Interplay between BK polyomavirus genetic evolution and humoral response: Toward new biomarkers of severe infection and antibody based immunotherapy – BKNAB

BK polyomavirus (BKPyV)-associated nephropathy (PVAN) remains an important cause of kidney transplant (KTx) dysfunction. There are few treatment options available for KTx recipients with sustained high level BKPyV viremia. Clinical management of PVAN relies on reduction of immunosuppressive therapy, with the aim of inducing host antiviral immune response.
Our preliminary results on a prospective cohort suggest that neutralizing antibodies (NAbs) have a protective role against BKPyV infections and that mutations in the VP1 capsid protein are selected during prolonged infection in immunosuppressed patients.
Our hypothesis is that during BKPyV reactivation, expansion of the viral population generates significant intra-patient genetic diversity. An effective immune response may succeed in resolving the viral infection, but alternatively, a limited immune response may allow for the natural selection of viral escape mutants in the VP1 gene, resulting in proteins with modified phenotype and escape from antibody neutralization.

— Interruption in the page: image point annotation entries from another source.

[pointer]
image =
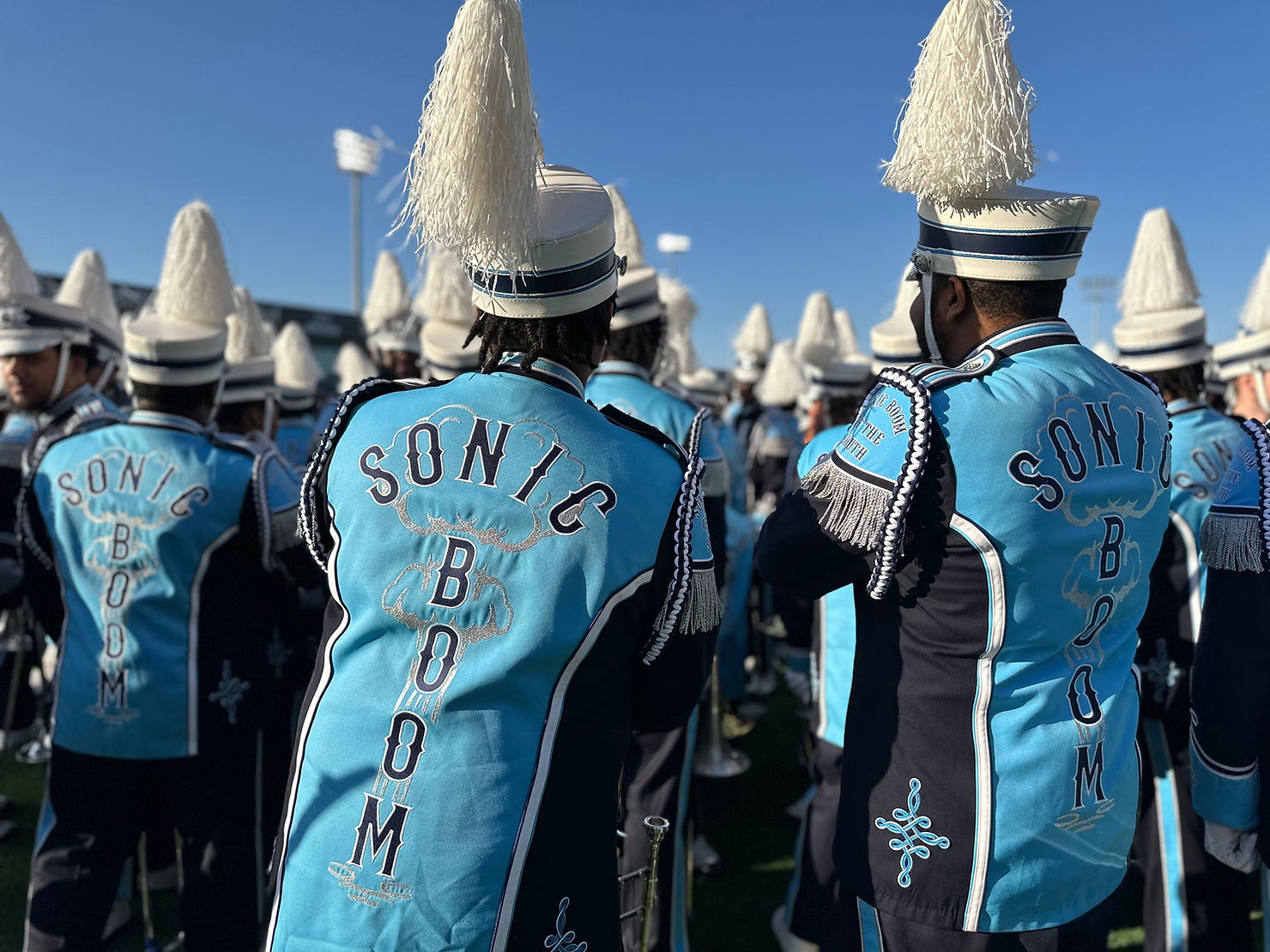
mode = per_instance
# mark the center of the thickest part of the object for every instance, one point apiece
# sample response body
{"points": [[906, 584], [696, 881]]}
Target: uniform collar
{"points": [[626, 368], [545, 371], [65, 405], [1031, 336], [168, 422], [1184, 405]]}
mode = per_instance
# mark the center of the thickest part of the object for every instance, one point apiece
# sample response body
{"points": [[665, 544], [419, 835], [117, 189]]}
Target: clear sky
{"points": [[753, 126]]}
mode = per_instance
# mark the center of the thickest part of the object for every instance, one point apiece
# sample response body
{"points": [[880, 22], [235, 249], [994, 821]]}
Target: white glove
{"points": [[1236, 848]]}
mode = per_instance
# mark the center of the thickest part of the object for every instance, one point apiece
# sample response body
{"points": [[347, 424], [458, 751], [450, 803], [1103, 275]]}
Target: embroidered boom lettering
{"points": [[386, 838]]}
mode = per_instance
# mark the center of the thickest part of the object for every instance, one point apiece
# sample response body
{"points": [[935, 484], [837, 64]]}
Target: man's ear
{"points": [[957, 298]]}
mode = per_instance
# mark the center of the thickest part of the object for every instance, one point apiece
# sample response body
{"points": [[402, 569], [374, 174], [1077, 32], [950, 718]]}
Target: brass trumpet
{"points": [[656, 828]]}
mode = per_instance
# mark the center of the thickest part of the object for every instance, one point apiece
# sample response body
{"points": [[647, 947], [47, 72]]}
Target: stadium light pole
{"points": [[674, 245], [357, 156]]}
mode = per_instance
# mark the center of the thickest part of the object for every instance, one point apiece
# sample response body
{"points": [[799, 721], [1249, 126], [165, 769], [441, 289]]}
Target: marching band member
{"points": [[536, 574], [158, 615], [1190, 901], [996, 509], [809, 918], [1243, 364], [658, 769]]}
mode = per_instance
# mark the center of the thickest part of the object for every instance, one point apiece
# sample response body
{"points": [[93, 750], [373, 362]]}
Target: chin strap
{"points": [[922, 263]]}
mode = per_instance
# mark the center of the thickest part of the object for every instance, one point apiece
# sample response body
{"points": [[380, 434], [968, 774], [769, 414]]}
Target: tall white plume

Starting from clinical samples obtained from kidney transplant recipients, our objectives are: i) to show that intra-host BKPyV evolution occurs during prolonged infection; ii) to demonstrate that naturally selected mutations have functional consequences on neutralization and viral entry; and iii) to isolate broadly neutralizing antibodies that can be translated into clinical use to prevent and treat these infections.
We will include adult kidney transplanted patients after a first positive viremia and study the intra-host evolution of BKPyV by deep sequencing of full-length viral genomes on longitudinal urine and plasma samples. Genetic evolution will be compared between patients with clearance of viremia within six months and patients with sustained viremia.
Using pseudotype viruses with VP1 mutations, we will study the cell tropism of different variants, and the ability of patient sera to neutralize these pseudotype viruses. These results will be confirmed with clinical strains from patient’s samples. We will also use structural bioinformatics to investigate the impact of VP1 mutations on capsid structure and receptor binding.
Based on existing data for other viruses, including the closely related JC polyomavirus, we believe that generation of broadly neutralizing monoclonals could have therapeutic potential in the context of BKPyV infection. We propose to produce BKPyV-specific NAbs using fluorescence-labeled VLPs as probes to sort circulating memory B-cells from PBMC of KTx recipients who successfully controlled BKPyV replication. The antibodies expressed by the sorted B-cells will be reconstructed after single cell RT PCR and the neutralizing activity of the expressed human monoclonals will be tested using the pseudotypes produced in WP2. The ability of these antibodies to inhibit virus replication in cell culture will also be tested. Selected NAbs will be patented, with a view to clinical development for the prevention and treatment of BKPyV infections
Our project associates medical and scientific partners with complementary expertise. One of the most innovative aspects of our project is the combination of genetic and functional approaches, as longitudinal analysis of viral quasi-species, coupled with the functional analysis of VP1 variants, has never been performed in the setting of these persistent DNA virus infections. In the field of transplantation medicine, the study aims to resolve two outstanding problems in the clinical management of KTx recipients with BKPyV viremia: how to identify patients at risk for sustained BKPyV replication, and how to treat PVAN after failure of first-line immunotherapy modulation.